Depression

Depression affects one in three people at some point in their lives. Although mild depression may come and go and not necessarily affect our ability to function normally, more severe depression often needs psychological treatment and possibly anti-depressant medication too.

As the winter approaches some may suffer from Seasonal Affective Disorder (SAD), when there is little daylight or sunlight. Mothers can suffer from Post Natal Depression which can occur shortly after giving birth and can last for some time; others may suffer from Bi-Polar Disorder also known as Manic Depression where there may be mood swings of extreme highs and extreme lows.

Depression can be the result of a life event or loss of a loved one, often referred to as reactive depression, which can be mild or severe. More ongoing severe depression is often referred to as clinical depression.

Another way of looking at some aspects of depression is to consider the possibility that it might be a way of coping with difficult feelings. To depress is to push down and so depression can be a way of coping with feelings that may otherwise overwhelm us because we are not ready to look at them and see what they might be telling us. Perhaps something in our childhood or more recent past may need to be resolved; or something in our lives needs to change and we are afraid to make the necessary decisions and take the necessary action.

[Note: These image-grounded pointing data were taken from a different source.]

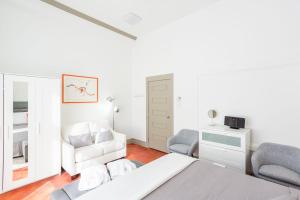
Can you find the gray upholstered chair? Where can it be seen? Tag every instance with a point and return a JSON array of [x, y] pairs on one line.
[[277, 163], [185, 142]]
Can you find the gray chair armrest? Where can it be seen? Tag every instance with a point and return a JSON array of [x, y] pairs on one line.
[[257, 161], [171, 140], [193, 148]]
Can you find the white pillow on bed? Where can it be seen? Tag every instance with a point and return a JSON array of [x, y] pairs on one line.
[[120, 167], [92, 177]]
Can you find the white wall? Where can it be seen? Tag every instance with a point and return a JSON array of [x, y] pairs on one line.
[[38, 39], [232, 43]]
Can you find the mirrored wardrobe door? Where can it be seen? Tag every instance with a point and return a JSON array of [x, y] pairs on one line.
[[1, 130], [19, 126]]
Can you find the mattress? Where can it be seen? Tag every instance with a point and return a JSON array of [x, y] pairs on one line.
[[205, 181]]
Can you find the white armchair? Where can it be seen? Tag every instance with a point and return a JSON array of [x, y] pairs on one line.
[[76, 159]]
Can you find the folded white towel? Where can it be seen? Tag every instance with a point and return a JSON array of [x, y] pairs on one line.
[[120, 167], [92, 177]]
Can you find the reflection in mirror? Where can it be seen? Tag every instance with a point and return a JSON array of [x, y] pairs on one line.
[[20, 130]]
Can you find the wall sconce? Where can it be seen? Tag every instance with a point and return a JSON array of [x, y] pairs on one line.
[[212, 114], [115, 108]]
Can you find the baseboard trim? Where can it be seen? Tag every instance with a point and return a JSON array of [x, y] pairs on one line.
[[138, 142]]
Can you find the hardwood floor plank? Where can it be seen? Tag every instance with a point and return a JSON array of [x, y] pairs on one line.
[[42, 189]]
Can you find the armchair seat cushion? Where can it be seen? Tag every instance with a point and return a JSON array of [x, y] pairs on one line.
[[280, 173], [180, 148], [111, 146], [97, 150], [88, 152]]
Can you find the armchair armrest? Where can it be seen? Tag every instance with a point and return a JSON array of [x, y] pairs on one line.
[[119, 136], [170, 141], [193, 148], [257, 161]]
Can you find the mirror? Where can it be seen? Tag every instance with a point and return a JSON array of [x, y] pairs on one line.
[[20, 155]]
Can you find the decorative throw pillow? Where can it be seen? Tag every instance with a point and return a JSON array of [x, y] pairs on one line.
[[103, 136], [81, 140]]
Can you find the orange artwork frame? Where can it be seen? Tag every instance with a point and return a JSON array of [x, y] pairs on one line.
[[86, 97]]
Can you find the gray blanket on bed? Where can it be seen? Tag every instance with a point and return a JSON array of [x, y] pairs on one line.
[[204, 181]]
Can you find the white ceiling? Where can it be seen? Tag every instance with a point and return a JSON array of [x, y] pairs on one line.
[[155, 13]]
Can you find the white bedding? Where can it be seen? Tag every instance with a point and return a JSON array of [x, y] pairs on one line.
[[142, 181]]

Sometimes we are afraid to be true to ourselves and to live in accordance to what we most truly value, especially if we are still listening to inner critical voices from our conditioning – often referred to as the ‘inner critic.’ Therefore, within depression there may be an unheard call to be more self honouring.

Depression and Emptiness

People who suffer from depression often experience an inner emptiness or void of some kind. The void is often filled with a distraction or even an addiction as a way of trying to cope with or survive the difficult feelings that seem to be unbearable. Psychotherapy is often needed here so that we may learn how to befriend those aspects of our psyche that we would rather reject, because as we continue to push away difficult feelings, it only results in self-rejection. We heal by embracing all aspects of ourselves with gentleness and compassion.

Depression in Mid-Life

Depression can present itself in mid-life with a sense of pointlessness and an inner isolation. Mid-life often presents us with existential dilemmas such as ageing and death. As our existential conflicts surface to consciousness we can fall into depression with accompanying thoughts such as ‘what’s the point?’ Guilt is sometimes experienced if we feel that we haven’t lived the life we have wanted or aspired to. Difficult issues from our childhood may present themselves during this time, or they may get triggered by a present event that causes us distress and we suddenly feel we haven’t got the energy to cope with our problems anymore. Despite this being a painful experience, it is often good news as there is an inner call to not only let go of having to cope so much but also to find relief from constantly having things to cope with. In other words, there is a call to be more in touch with our deeper values and live a more authentic and meaningful life.